Вот увидишь - Николя Фарг
Шрифт:
Интервал:
Закладка:
Я так увлекся, ловя разнообразные взгляды, которые взрослые бросали в мою сторону, что на несколько секунд почти забыл, что пять дней назад цвет и вкус мира изменились для меня до конца моей жизни. Потому что я не мог не знать, что, помимо меня, в этом зале крематория Пер-Лашез были еще люди. Здесь в течение всего дня, как накануне и все предшествующие дни, как назавтра и в последующие дни, семьи, к которым жизнь тоже по неведомой причине повернулась спиной, одна за другой заполняли зал прощания приливами и отливами горя; едва стихало одно горе, как ему на смену приходило следующее. Поскольку в этом месте, из которого я мог видеть в соседнем помещении деревянный угол гроба Клемана, я встречал лишь враждебные или равнодушные взгляды. Среди них я тщетно искал глаза сестры.

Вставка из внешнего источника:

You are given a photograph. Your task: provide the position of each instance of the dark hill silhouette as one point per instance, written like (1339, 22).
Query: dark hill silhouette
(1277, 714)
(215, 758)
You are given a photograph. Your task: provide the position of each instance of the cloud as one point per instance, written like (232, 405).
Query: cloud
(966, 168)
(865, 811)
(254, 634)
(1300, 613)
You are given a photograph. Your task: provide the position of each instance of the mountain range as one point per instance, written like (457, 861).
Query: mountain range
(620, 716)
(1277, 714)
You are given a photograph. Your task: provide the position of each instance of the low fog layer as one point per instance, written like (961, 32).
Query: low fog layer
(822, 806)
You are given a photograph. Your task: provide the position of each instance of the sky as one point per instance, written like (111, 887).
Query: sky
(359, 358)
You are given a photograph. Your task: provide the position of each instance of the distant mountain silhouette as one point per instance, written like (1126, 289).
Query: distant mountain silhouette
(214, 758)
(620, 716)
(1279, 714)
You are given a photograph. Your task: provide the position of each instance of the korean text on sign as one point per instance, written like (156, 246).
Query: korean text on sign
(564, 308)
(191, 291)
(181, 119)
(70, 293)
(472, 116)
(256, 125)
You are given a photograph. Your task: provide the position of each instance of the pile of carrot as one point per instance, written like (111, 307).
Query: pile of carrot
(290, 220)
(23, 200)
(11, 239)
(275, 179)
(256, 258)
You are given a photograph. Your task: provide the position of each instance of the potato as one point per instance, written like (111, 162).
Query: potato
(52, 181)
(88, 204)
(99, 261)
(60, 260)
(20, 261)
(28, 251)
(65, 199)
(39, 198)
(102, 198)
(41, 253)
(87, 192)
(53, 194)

— Не надо, не приезжай, не стоит. Ведь не оставишь же ты работу, не станешь искать кого-то, кто посидел бы с детьми до прихода Лорана, и трястись двадцать четыре часа в самолете ради кремации Клемана, — сказал я ей по телефону, пытаясь казаться убедительным. Хотя я панически желал, чтобы Анна была рядом со мной как единственная поддержка перед этими взглядами, возле деревянного гроба, где, с безучастным и неузнаваемым лицом, лежал Клеман. Анна, которая относилась к Клеману с такой же теплотой, глубокой и безоговорочной, какую мы с ней с детства испытывали друг к другу. — Не приезжай, это слишком печально, — проговорил я в мобильный телефон, сдерживая рыдания.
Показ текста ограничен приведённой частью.